Civil War mourning ring found on Isle of Man

A 350-year-old ring discovered on the Isle of Man may be a mourning ring dedicated to James Stanley, 7th Earl of Derby and Lord of Man. The ring is gold with cut crystal stone on top. Embedded in the center underneath the stone are the initials “JD” spelled out in gold thread. Its style marks it as a Stuart-era mourning ring and it dates to the mid-1600s.

Allison Fox, Curator for Archaeology at Manx National Heritage said:

“The ring is small and quite delicate in form, but of a high quality and intact. The quality suggests that it was made for, or on behalf of, an individual of high status. It is unlikely that we will be able to establish for certain who owned the ring or whom it commemorated, but there is a possibility that it may have been associated with the Stanley family, previously Lords of Man.

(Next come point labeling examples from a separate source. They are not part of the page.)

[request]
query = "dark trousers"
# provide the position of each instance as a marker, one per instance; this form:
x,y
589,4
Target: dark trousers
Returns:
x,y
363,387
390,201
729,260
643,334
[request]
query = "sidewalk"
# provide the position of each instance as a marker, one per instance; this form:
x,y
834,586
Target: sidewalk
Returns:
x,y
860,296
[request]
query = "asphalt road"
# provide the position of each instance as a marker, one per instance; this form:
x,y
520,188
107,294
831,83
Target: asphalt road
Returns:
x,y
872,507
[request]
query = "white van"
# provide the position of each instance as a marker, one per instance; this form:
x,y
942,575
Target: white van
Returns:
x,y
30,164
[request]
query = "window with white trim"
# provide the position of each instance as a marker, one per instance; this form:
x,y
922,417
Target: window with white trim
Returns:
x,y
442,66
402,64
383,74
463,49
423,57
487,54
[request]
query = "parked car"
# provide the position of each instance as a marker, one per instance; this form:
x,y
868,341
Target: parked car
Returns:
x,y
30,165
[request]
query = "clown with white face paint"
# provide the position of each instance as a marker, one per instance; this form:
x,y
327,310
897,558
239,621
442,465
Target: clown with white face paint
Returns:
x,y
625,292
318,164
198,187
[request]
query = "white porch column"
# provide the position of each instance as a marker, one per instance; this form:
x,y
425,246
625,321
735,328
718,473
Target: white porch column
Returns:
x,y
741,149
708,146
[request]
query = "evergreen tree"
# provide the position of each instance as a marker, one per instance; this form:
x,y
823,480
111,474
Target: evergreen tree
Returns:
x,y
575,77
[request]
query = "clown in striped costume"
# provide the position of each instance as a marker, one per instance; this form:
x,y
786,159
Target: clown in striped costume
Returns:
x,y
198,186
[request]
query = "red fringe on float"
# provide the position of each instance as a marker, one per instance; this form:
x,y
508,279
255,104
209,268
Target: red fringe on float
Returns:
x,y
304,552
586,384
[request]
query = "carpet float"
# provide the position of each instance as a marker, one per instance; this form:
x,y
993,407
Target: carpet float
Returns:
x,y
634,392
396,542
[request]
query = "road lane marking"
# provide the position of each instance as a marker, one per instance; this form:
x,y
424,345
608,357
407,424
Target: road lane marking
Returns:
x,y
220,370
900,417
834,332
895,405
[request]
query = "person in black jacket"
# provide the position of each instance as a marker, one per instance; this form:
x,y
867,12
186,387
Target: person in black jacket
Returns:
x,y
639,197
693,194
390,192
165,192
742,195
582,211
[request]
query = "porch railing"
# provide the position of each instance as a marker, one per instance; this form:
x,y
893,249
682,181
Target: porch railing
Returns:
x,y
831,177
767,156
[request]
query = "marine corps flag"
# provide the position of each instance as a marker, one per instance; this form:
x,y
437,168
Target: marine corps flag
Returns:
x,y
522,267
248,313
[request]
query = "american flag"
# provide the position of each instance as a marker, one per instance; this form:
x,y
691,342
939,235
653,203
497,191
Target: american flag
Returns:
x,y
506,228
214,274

The initials JD may refer to James Stanley, 7th Earl of Derby and Lord of Man, a supporter of the Royalist cause in the Civil War. Letters and documents from the time show that he signed his named as J Derby, so the initials JD would be appropriate for him.”

James Stanley wasn’t very involved in the political conflicts between Parliamentarians and Royalists, but when war broke out in 1642, he dedicated himself to the Royalist cause, commanding troops in many battles, most of which he lost. He was with Charles Stuart, son of the decapitated king, in September 1651 at the Battle of Worcester, the final battle of the English Civil War. He was captured as he made his way north after the defeat at Worcester and a month later was tried for treason on the grounds that he had corresponded Charles Stuart, an act that had just been classified as treason in legislation passed a month earlier. He was easily convicted and executed.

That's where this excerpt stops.